Après ces plongées abyssales, les musiciens souhaitaient donc retrouver la terre ferme en nous jouant le grand poème dionysiaque de Mahler, œuvre qui présente par ailleurs quelques parentés avec celle de Rihm, notamment pour le traitement "symphonique"des voix (auxquelles les instruments solistes volent parfois la vedette). L’interprétation du Philharmonique de Berlin en fut absolument magistrale, Abbado trouvant le parfait équilibre entre le souci du détail (important pour cette partition si colorée) et un souffle large, presque épique, qui par moments nous ferait presque oublier le célèbre enregistrement de Bruno Walter. Que la succession s’annonce difficile pour l’analytique Simon Rattle, s’il veut maintenir cet orchestre à un tel niveau d’expressivité ! Parmi les premiers solistes on distingue une excellente flûte et un émouvant violoncelle, mais surtout le hautbois (Albrecht Meyer) qui s’acquitte à la perfection de ses envoûtantes mélopées pentatoniques des deuxième et sixième morceaux, les rapprochant intelligemment de la grande partie de cor anglais au début du troisième acte de Tristan et Isolde.


Face à un tel orchestre, on a forcément envie de chercher la petite bête aux chanteurs, peut-être aussi parce qu’ils sont deux vedettes. Dans cette partition trop grave pour elle, Deborah Polaski a le mérite de ne pas forcer sa voix et de conserver jusqu’au bout sa belle couleur de soprano, mais qui semble malgré tout ici un peu exotique et qu’on aurait volontiers troquée contre le vrai alto d’Anna Larsson. De plus, peut-être un peu trop habituée à donner du volume dans ses rôles wagnériens, la cantatrice américaine éprouve quelques difficultés à chanter piano, notamment sur le plan de la justesse.
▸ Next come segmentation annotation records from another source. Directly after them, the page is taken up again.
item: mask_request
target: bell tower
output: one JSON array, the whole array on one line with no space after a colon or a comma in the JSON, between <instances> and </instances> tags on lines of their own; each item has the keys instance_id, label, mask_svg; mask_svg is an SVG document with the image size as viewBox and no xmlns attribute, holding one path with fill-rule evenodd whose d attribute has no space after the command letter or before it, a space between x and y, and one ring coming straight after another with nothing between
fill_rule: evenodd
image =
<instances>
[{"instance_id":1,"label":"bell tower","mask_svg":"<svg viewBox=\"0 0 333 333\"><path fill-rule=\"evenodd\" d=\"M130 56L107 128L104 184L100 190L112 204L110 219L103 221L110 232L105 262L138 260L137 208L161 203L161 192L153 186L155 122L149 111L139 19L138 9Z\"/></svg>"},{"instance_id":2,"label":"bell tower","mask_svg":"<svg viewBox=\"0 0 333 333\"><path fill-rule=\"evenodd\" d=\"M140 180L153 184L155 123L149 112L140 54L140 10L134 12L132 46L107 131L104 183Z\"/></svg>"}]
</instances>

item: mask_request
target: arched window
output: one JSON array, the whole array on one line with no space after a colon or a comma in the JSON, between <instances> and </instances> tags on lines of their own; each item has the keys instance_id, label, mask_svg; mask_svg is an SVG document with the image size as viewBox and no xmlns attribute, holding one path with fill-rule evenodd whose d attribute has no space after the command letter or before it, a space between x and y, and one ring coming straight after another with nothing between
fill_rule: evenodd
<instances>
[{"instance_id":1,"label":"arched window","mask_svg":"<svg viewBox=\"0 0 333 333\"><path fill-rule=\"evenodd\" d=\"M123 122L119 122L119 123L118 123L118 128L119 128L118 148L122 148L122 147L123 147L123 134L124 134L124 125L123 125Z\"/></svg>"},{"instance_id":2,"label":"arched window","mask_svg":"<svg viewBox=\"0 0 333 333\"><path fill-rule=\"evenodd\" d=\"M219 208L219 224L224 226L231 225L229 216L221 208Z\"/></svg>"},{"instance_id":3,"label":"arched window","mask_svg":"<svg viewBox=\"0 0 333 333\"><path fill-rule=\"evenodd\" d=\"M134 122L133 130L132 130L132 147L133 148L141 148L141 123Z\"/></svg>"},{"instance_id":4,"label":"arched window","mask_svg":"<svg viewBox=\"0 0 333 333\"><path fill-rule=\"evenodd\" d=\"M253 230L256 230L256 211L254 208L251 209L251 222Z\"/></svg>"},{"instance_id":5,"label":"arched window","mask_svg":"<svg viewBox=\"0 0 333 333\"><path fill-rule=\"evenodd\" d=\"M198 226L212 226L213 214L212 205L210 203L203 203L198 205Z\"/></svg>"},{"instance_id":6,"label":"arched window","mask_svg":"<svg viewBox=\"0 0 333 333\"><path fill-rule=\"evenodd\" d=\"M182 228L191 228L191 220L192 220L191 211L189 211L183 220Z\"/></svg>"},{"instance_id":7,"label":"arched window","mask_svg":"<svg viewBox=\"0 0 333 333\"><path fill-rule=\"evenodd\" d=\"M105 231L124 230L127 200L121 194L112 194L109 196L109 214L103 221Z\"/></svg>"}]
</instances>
Elle se rattrape heureusement sur la fin, et conclut son grand air par un "...ewig..." très expressif, qui ne parvient tout de même pas à nous faire oublier celui de Kathleen Ferrier ! Ben Heppner, rompu lui aussi aux grands rôles héroïques, domine évidemment toutes les difficultés vocales de la partie de ténor, mais pourrait de temps en temps varier son phrasé. Un peu perdu dans l’orchestre entre les contrebasses et les trombones, il semble parfois se contenter de garder sa ligne de chant, séduisante certes, mais son interprétation reste dans l’ensemble beaucoup trop sage pour exprimer l’angoisse résolue de ses chansons à boire ("Mais toi, homme, combien de temps te reste-t-il à vivre ? Guère plus de cent années te sont accordées pour que tu te réjouisses de toutes les babioles pourries de cette terre !").